/titanic-classification

🚢🤖 Classifying whether a passenger will survive on the titanic. My first Kaggle submission.

Primary LanguageJupyter Notebook

TitanicClassification

Classifying whether a passenger will survive on the titanic. This will be my first Kaggle submission.

Log

I'm beginning to keep a log of my progress each day.

Nov 6th

I then ran several classification algorithms (naive bayes, SVC, random forest), which I thought would perform well on a small dataset. The all gave varying results... ranging from 0.40 - 0.77 on the test sets accuracy.

I believe that one issue that I'm running into is how to handle missing data. The only two approaches I've tried were setting NaN values to 0 or setting them to their columns mean. After further inspection, I realized that 20% of the test set contains NaN values so I believe that is where I'm running into problems.

What is my solution? Well from researching online, I've found that I can use linear regression, KNN, and other means to predict the values of missing fields.

After testing with KNN to impute missing values on the test set, I was able to achieve... a whopping 74%! -3% than my best score... I guess I'll keep on trying.

Nov 8th

After exhaustively testing various machine learning algorithms with the currently formatted data that I have, my highest score that I was able to achieve was ~77% from the SVC classifier.

Therefore, I am going to try to experiment with that further by tweaking the hyper parameters and try to push to a higher score.

Nov 9th

After experimenting with setting various hyper parameters, I was not able able to get anything higher than my 77%. I finally caved in and looked up a solution. Following this tutorial I realized the importance of understanding the data I'm working with. They gave a much more in depth analysis of the data before using any sort of machine learning models. Despsite following the tutorial, I was only able to get to a 78% on kaggle.

Feature Extraction/Data Preprocessing

In regards to data preprocessing, I selected several columns that I felt would provide meaningful data to our classification algorithm.

I selected the following features

  • Pclass
  • Sex
  • Age
  • Fare_Per_Person

Running PCA on the dataset

Using almost all of the columns
Prior to performing PCA, the data was normalized. These were my results, (1 - Survivors, 0 - Non Survivors)

Results by setting NaN fields to 0.

Current

Dropping rows that contain NaN fields.

Current

Random Forest Classifier

Attempt 1. Using a random forest classifier, I was able to achieve 96% accuracy on the train-split dataset with a 75/25 split. Sadly, I could only get between 0.70 - 0.75 on the test set. It could have been due to the way I preprocessed data and am handling missing values.

Attempt 2. Tried with more features and received worse results.

Decision Trees

As expected, this performed significantly worse than the random forest classifier.

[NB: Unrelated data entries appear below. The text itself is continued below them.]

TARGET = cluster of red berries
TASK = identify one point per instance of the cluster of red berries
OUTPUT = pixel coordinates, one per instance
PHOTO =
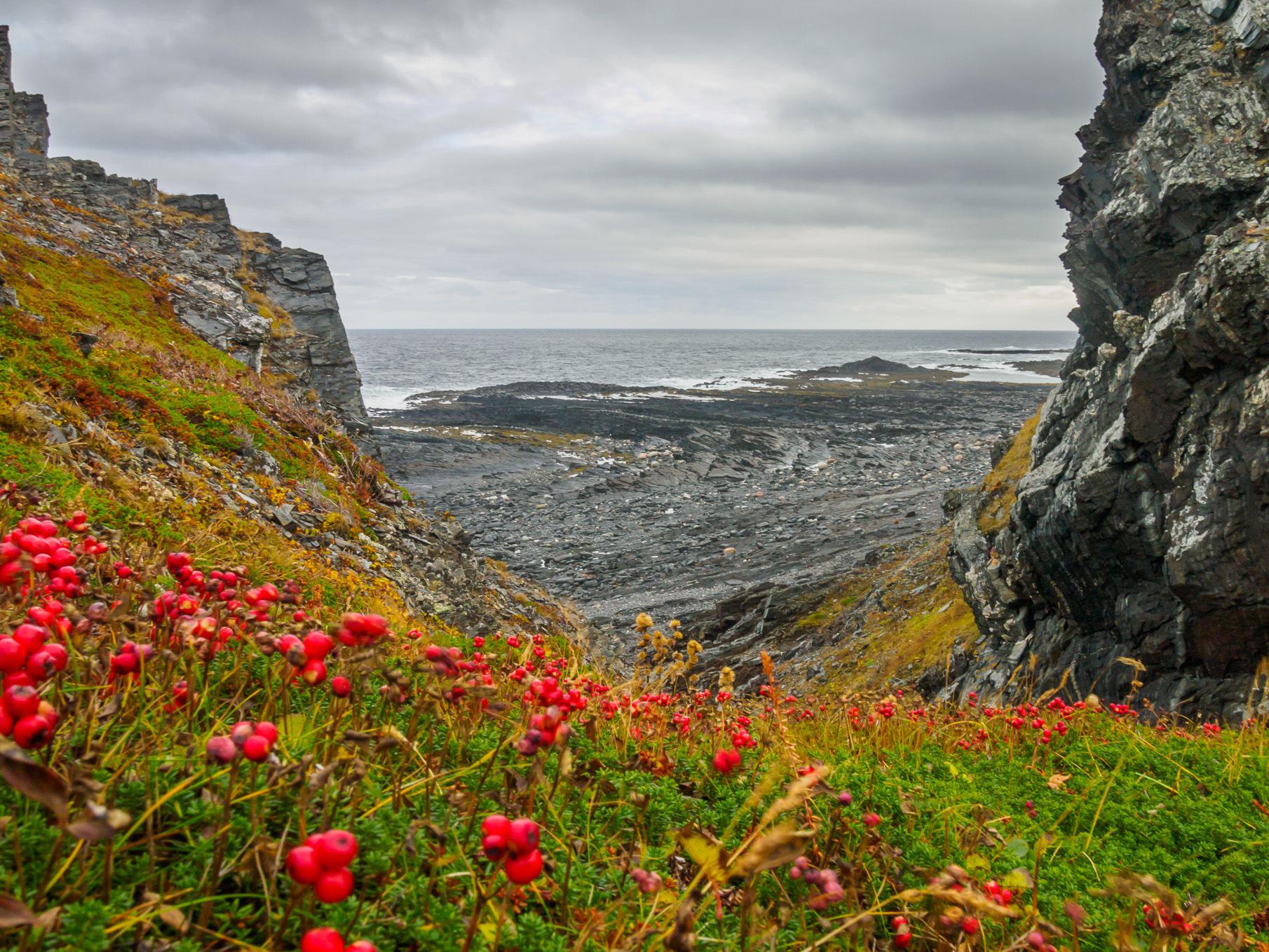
(34, 548)
(128, 659)
(255, 739)
(1000, 895)
(825, 880)
(545, 729)
(321, 862)
(514, 843)
(726, 761)
(1160, 918)
(327, 939)
(307, 655)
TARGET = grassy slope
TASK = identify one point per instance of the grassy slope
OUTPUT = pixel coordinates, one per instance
(413, 777)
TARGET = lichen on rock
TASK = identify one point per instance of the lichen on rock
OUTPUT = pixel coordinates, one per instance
(1141, 529)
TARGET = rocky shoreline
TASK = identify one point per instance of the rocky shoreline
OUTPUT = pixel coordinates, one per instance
(679, 502)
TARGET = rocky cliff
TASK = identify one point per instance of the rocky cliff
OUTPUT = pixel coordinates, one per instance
(1141, 529)
(272, 308)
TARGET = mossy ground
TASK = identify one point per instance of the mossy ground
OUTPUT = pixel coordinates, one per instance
(1001, 484)
(902, 616)
(412, 777)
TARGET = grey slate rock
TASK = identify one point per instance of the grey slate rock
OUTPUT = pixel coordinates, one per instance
(1140, 529)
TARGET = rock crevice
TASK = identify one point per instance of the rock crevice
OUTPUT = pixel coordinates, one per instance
(1142, 527)
(272, 308)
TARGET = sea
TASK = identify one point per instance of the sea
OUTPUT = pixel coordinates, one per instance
(400, 363)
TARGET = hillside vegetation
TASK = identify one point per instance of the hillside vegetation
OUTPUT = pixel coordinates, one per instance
(194, 692)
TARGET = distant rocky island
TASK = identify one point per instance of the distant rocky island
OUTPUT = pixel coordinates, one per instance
(674, 502)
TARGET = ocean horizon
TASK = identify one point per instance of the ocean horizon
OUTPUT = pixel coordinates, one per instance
(396, 365)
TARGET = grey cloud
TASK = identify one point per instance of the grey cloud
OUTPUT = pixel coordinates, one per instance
(551, 163)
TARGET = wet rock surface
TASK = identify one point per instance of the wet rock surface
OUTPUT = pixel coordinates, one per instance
(1140, 531)
(697, 503)
(272, 308)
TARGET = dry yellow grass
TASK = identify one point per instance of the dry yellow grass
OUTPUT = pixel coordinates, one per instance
(1001, 482)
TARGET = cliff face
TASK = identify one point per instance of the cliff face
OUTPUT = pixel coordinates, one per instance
(269, 306)
(1142, 529)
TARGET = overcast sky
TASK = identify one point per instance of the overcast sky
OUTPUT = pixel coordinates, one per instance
(593, 163)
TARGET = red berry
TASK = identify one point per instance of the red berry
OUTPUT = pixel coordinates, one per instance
(302, 864)
(523, 836)
(524, 869)
(241, 731)
(494, 847)
(13, 654)
(32, 731)
(267, 730)
(496, 825)
(313, 672)
(318, 645)
(337, 848)
(321, 939)
(221, 749)
(20, 701)
(333, 885)
(257, 748)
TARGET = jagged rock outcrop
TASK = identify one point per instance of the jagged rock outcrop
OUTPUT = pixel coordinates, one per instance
(269, 306)
(1142, 529)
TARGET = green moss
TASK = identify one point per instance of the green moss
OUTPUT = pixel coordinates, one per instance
(1001, 482)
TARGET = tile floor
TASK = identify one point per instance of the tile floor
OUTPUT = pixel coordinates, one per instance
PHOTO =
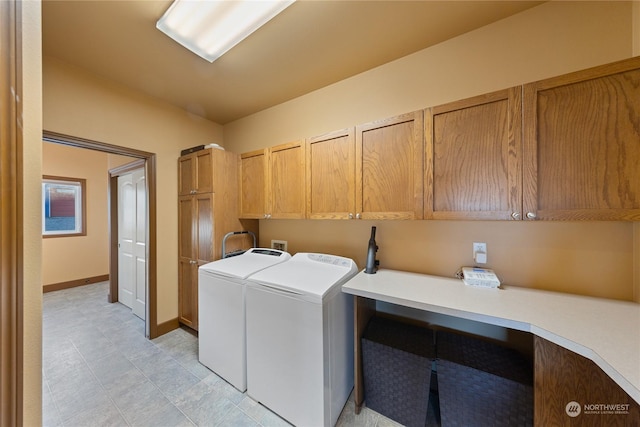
(100, 370)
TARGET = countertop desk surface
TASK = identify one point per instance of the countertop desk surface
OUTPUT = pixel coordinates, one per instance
(603, 330)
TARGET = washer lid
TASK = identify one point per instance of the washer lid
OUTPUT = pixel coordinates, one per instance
(243, 265)
(310, 274)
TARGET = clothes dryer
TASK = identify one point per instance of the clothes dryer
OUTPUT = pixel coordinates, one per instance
(300, 338)
(221, 311)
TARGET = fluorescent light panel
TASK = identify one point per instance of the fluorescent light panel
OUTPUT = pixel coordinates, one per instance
(210, 28)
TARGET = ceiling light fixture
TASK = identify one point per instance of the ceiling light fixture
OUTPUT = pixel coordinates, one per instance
(210, 28)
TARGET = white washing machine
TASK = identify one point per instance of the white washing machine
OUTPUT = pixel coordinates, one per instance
(221, 311)
(300, 338)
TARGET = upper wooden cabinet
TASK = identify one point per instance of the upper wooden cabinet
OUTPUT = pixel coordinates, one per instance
(253, 183)
(331, 182)
(195, 173)
(473, 158)
(389, 168)
(272, 182)
(582, 145)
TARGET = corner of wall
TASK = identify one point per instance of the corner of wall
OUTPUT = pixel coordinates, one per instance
(636, 262)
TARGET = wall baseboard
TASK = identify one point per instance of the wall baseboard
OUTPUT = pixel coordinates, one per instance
(74, 283)
(168, 326)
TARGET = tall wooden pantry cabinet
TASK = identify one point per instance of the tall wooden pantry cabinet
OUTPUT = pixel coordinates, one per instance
(207, 210)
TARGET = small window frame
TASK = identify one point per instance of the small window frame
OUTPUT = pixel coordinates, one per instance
(80, 207)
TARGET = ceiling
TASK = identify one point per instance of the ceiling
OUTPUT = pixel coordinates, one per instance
(310, 45)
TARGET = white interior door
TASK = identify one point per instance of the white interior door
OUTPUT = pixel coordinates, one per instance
(132, 247)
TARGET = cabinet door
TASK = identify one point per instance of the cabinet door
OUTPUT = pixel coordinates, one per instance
(389, 174)
(253, 182)
(187, 265)
(186, 228)
(286, 181)
(186, 173)
(331, 189)
(195, 173)
(203, 228)
(473, 158)
(582, 145)
(188, 293)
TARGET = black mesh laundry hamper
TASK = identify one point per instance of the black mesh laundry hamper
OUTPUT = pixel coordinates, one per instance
(482, 383)
(397, 360)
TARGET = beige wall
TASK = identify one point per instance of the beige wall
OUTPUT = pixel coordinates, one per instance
(32, 237)
(82, 105)
(71, 258)
(554, 38)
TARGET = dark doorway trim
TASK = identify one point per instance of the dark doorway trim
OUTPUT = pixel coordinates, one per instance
(150, 168)
(11, 215)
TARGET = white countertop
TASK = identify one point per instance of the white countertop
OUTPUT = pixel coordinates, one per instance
(605, 331)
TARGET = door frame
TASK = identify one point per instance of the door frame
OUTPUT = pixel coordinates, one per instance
(149, 159)
(11, 211)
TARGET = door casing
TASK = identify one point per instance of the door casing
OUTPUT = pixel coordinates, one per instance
(149, 161)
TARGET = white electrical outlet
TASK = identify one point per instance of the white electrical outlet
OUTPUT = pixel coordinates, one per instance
(280, 245)
(480, 253)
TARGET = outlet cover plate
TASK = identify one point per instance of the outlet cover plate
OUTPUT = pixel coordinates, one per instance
(280, 245)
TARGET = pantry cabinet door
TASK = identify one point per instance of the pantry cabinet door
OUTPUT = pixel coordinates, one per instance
(253, 184)
(473, 158)
(195, 173)
(287, 181)
(331, 189)
(582, 145)
(389, 168)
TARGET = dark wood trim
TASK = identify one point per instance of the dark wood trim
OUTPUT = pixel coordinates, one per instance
(11, 215)
(150, 168)
(168, 326)
(74, 283)
(152, 261)
(562, 376)
(126, 168)
(73, 141)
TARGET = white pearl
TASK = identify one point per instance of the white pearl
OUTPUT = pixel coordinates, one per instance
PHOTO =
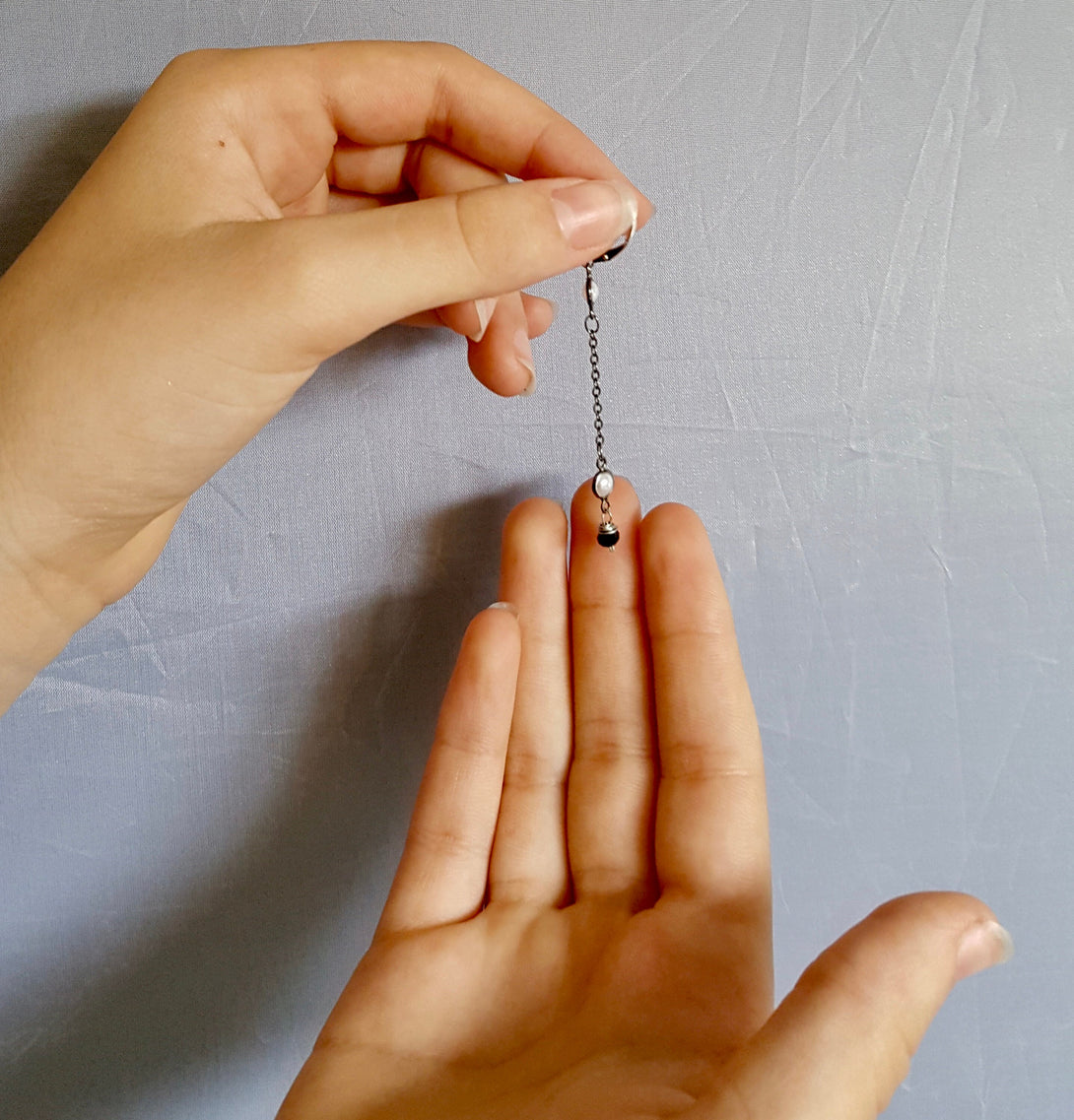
(603, 483)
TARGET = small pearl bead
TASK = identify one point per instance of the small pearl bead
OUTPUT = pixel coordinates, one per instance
(603, 483)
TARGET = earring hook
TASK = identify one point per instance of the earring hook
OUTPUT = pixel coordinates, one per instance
(615, 250)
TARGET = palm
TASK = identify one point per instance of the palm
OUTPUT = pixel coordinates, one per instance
(590, 945)
(580, 924)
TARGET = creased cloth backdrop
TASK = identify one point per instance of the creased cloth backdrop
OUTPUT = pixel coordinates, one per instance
(845, 338)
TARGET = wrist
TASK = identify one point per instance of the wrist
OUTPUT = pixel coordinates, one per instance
(41, 606)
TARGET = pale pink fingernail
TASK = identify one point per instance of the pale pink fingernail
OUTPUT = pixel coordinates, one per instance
(981, 948)
(592, 214)
(485, 308)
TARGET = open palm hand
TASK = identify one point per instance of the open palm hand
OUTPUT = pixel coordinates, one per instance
(580, 925)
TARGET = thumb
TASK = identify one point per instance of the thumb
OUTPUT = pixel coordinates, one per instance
(339, 277)
(840, 1044)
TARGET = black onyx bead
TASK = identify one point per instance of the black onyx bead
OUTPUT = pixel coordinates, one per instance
(608, 536)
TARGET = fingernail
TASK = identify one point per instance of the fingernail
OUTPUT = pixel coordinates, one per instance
(592, 214)
(485, 308)
(524, 354)
(982, 948)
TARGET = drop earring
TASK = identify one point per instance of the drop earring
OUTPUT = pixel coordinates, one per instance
(603, 481)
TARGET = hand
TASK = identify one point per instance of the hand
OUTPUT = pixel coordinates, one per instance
(580, 925)
(257, 212)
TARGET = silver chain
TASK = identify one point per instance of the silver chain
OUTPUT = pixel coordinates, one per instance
(592, 325)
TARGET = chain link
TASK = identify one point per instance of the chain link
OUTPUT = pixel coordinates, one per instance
(592, 326)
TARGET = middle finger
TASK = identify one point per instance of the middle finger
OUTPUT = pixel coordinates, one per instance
(611, 789)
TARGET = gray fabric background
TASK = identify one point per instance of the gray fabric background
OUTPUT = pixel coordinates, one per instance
(845, 338)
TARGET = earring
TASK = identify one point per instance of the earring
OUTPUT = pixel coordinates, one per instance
(603, 481)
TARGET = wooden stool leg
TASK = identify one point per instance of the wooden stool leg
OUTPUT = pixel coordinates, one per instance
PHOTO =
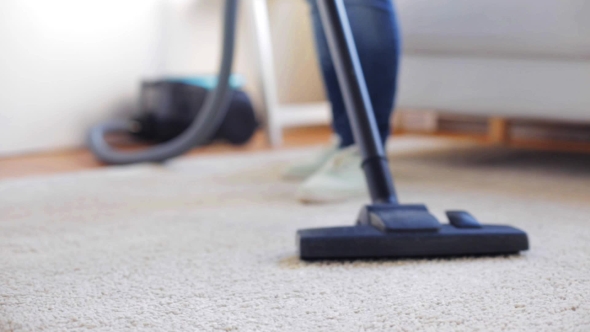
(498, 130)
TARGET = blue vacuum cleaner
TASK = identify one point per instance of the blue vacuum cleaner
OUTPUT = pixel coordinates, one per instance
(386, 228)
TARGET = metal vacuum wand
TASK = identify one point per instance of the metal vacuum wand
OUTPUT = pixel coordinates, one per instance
(356, 98)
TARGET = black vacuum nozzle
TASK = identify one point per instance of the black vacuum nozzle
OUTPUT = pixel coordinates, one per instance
(398, 231)
(386, 229)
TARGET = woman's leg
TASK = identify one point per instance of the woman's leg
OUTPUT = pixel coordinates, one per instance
(376, 34)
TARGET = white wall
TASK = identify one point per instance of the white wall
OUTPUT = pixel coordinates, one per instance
(67, 63)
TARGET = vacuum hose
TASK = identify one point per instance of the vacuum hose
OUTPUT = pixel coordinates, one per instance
(203, 126)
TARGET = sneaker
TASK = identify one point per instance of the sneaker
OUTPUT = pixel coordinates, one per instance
(341, 178)
(304, 169)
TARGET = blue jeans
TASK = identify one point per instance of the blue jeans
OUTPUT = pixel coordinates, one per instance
(376, 34)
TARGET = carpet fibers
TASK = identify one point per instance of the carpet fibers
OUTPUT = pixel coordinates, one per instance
(208, 244)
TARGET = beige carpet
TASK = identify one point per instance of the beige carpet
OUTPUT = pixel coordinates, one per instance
(208, 244)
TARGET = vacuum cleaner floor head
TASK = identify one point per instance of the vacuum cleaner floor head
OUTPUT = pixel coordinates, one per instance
(400, 231)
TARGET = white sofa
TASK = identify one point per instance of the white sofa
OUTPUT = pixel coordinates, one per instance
(516, 58)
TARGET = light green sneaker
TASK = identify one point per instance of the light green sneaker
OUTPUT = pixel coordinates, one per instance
(305, 168)
(341, 178)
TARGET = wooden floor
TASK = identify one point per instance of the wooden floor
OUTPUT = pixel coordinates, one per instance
(82, 159)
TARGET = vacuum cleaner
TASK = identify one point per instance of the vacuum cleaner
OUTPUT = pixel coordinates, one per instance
(182, 117)
(386, 228)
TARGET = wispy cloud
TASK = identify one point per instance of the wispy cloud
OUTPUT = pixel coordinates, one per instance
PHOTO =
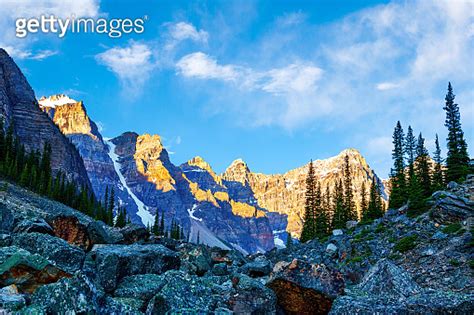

I ended up with results are ~62%.

SVC

With a support vector classifier, I was able to get a slight increase of +2% on my kaggle prediction at 77%. I trained it on the training set with NaN values set to their columns mean and the same columns were dropped, as described above.

Naive Bayes

Tested with bernoulli naive bayes and the results were around 76% on kaggle so I achieved about the same as the random forest classifier/SVC.

KNN

With nearest neighbors set to 5, I received poor results at ~40%.

Perceptron (NN)

As I had expected, the results achieved from the NN were significantly worse than the alternative solutions. From my understanding, I believe this is from the lack of data and that it's not linearly separable.